L’Allemagne lâche Quaero

Le moteur de recherche européen se fera entre Français…

Google peut dormir tranquille. La vaste contre-offensive européenne dans le domaine des moteurs de recherche en ligne devient de moins en moins menaçante pour le géant américain. Le projet Quaero (‘Je cherche’ en latin) est passé du cap d’initiative européenne, à celui de projet franco-allemand pour finir aujourd’hui en dossier franco-français.

En effet, selon le premier bilan de l’Agence de l’innovation industrielle (AII) qui finance le projet Quaero est désormais un projet tricolore, piloté par Thomson et développé par Exalead, le champion tricolore de la recherche en ligne.

« Ce n’est pas un désengagement, mais une nouvelle structuration du projet. Il y a maintenant deux programmes au lieu d’un. » se justifie Jean-Louis Beffa, le président de l’AII, cité par Libération.

« Même si nous ne couperons pas les liens, nous poursuivrons désormais un projet national », explique Hartmut Schauerte, ministre allemand de l’Economie.

En effet, les Allemands devraient développer leur propre moteur, baptisé Theseus. Il semble en fait que la volonté allemande de travailler sur son propre moteur ne date pas d’hier.

Annoncé en avril 2005 par le Président Jacques Chirac, Quaero devait réunir Deutsche Telekom, France Télécom et Thomson, Bertin Technologies, Exalead, Jouve, LTU, des instituts de recherche (dont l’Inria, l’Inra, le CNRS, Clips/Mag, RWTH-AAchen et l’Université de Kalrsruhe), ainsi que des fournisseurs de contenus (dont l’INA et Studio Hambourg).

Les fondateurs visaient la sophistication technologique, histoire de faire mieux que Google, en s’appuyant sur des techniques avancées de transcription, d’indexation et de traduction automatique de documents audiovisuels multilingues, ainsi que de reconnaissance et d’indexation des images.

Mais très vite, des oppositions sont nées entre français et allemands. Les premiers privilégiant l’indexation audio et vidéo, les seconds optant pour l’analyse de texte (knowledge management).

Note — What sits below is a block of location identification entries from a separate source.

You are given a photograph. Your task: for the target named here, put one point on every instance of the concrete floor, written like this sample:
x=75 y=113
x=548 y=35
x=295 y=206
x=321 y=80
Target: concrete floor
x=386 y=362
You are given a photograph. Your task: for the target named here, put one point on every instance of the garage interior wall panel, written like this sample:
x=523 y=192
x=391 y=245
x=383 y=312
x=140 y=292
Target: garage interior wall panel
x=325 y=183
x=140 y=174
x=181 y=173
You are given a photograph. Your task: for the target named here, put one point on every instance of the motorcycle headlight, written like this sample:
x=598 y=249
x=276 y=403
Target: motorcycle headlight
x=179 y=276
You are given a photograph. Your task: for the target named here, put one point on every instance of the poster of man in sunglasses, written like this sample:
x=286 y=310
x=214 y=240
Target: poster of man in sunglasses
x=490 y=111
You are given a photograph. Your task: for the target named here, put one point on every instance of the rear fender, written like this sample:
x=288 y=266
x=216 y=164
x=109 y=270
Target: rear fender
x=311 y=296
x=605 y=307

« Quaero n’a jamais été franco-allemand ailleurs que dans la tête des politiques. On a vu des Allemands une fois lors d’une réunion, c’est tout »,indique ainsi un industriel français impliqué dans le projet.

Très vite, les partenaires allemands du projet, notamment Bertelsmann, SAP ou Deutsche Telekom quittent le navire. Ne restait plus qu’à officialiser le divorce. Ce qui est désormais fait.

« Il y aura un projet français et un projet allemand et comme ils ne travaillent pas sur les mêmes domaines, ils ne sont pas rivaux mais complémentaires : cela fera deux programmes au lieu d’un », explique l’AII qui tente de se consoler comme elle peut.

Car la dimension européenne de Quero qui valorisait le projet face à l’hégémonie des technologies US part en fumée. Et illustre une nouvelle fois la difficulté de la construction européenne. Incapables de nous entendre sur un moteur de recherche, le consensus autour de questions plus critiques comme une politique extérieure commune apparaît de plus en plus improbable.